Fusion PCR was carried out essentially as described11,35. Subtelomeric primers (Supplementary Table 3) used for amplification of telomeric fusions were XpYpM, 17p6, and 21q4. The control primer XpYpc2tr was included for control amplification of XpYp subtelomeric DNA and detected using EtBr. Fusion products were detected with a random primed α-32P-labeled (Klenow) DNA probe (21q probe) specific for the TelBam11 telomere subfamily36,53, which was created with the 21q4 primer and 21q-seq-rev2. The number of fusions per haploid genome (6pg) is calculated based on the amount of input DNA in each PCR reaction.
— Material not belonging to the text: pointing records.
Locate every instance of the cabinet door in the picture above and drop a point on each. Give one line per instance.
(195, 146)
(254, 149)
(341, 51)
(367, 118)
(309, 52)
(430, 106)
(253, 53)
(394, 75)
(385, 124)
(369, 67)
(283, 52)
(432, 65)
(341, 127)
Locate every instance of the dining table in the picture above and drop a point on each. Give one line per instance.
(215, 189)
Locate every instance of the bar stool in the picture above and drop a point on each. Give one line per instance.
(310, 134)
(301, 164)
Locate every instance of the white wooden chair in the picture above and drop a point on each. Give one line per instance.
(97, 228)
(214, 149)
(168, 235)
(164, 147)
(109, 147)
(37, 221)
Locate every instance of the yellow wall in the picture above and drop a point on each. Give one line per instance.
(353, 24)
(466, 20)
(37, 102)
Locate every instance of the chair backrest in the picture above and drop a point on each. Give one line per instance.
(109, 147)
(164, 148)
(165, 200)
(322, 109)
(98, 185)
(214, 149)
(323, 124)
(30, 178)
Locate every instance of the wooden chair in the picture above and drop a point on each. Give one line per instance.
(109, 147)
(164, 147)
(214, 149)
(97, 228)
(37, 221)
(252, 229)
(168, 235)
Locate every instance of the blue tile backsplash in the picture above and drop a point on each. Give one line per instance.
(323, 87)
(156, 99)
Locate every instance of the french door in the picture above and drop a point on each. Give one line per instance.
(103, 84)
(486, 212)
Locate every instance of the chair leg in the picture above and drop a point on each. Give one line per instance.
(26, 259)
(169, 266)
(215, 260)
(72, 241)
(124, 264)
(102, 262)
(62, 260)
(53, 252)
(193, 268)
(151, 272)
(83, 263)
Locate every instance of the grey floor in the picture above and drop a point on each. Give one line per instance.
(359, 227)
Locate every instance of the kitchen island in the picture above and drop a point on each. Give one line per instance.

Telomere length was assessed using telomeric restriction fragment analysis. Briefly, AluI/MboI-digested genomic DNA was run on 0.8% TAE gels, before denaturation, neutralization, and transfer onto a Hybond membrane according to standard Southern blotting procedures. Telomeric DNA was detected using a TTAGGG repeat primed α-32P (Klenow)-labeled Sty11 telomeric repeat probe45.
WGS library preparation
Genomic DNA was extracted from cell pellets using a QIAGEN QIAamp DNA mini kit and sheared using a Covaris Ultrasonicator (E220) to ~300bp fragments. DNA concentration was measured using Qbit 4.0 reagents (ThermoFisher), and 200ng of fragmented DNA was used for library preparation. End repair and A-tailing was carried out with NEBNext End repair reaction enzyme mix and buffer (E7442), and KAPA dual-indexed adapters (Roche) were ligated using the T4 DNA ligase kit from NEB (M0202). Post-ligation size selection was performed with AMPure XP beads (Beckman Coulter) before washing two times in 80% ethanol. Libraries were amplified using KAPA HiFi HotStart ready mix (Roche) and P5 and P7 primers (IDT). PCR program was as follows: 98°C for 45s, five cycles of 98°C for 15s, 60°C for 30s, 72°C for 30s, and a final extension at 72°C for 5min. A further size selection and washing step was carried out after library amplification, and library quality was confirmed on Bioanalyzer chips (Agilent) and using a KAPA Library Quantification kit (Roche). Libraries were pooled and submitted for sequencing on NovaSeq 6000 at the New York Genome Center.
WGS basic data processing
Reads were aligned to GRCh37/hg19 using the Burroughs-Wheeler aligner (bwa mem v0.7.8, http://bio-bwa.sourceforge.net/)54. Best practices for post-alignment data processing were followed through use of Picard (https://broadinstitute.github.io/picard/) tools to mark duplicates, the GATK (v.2.7.4) (https://software.broadinstitute.org/gatk/) IndelRealigner module, and GATK base quality recalibration.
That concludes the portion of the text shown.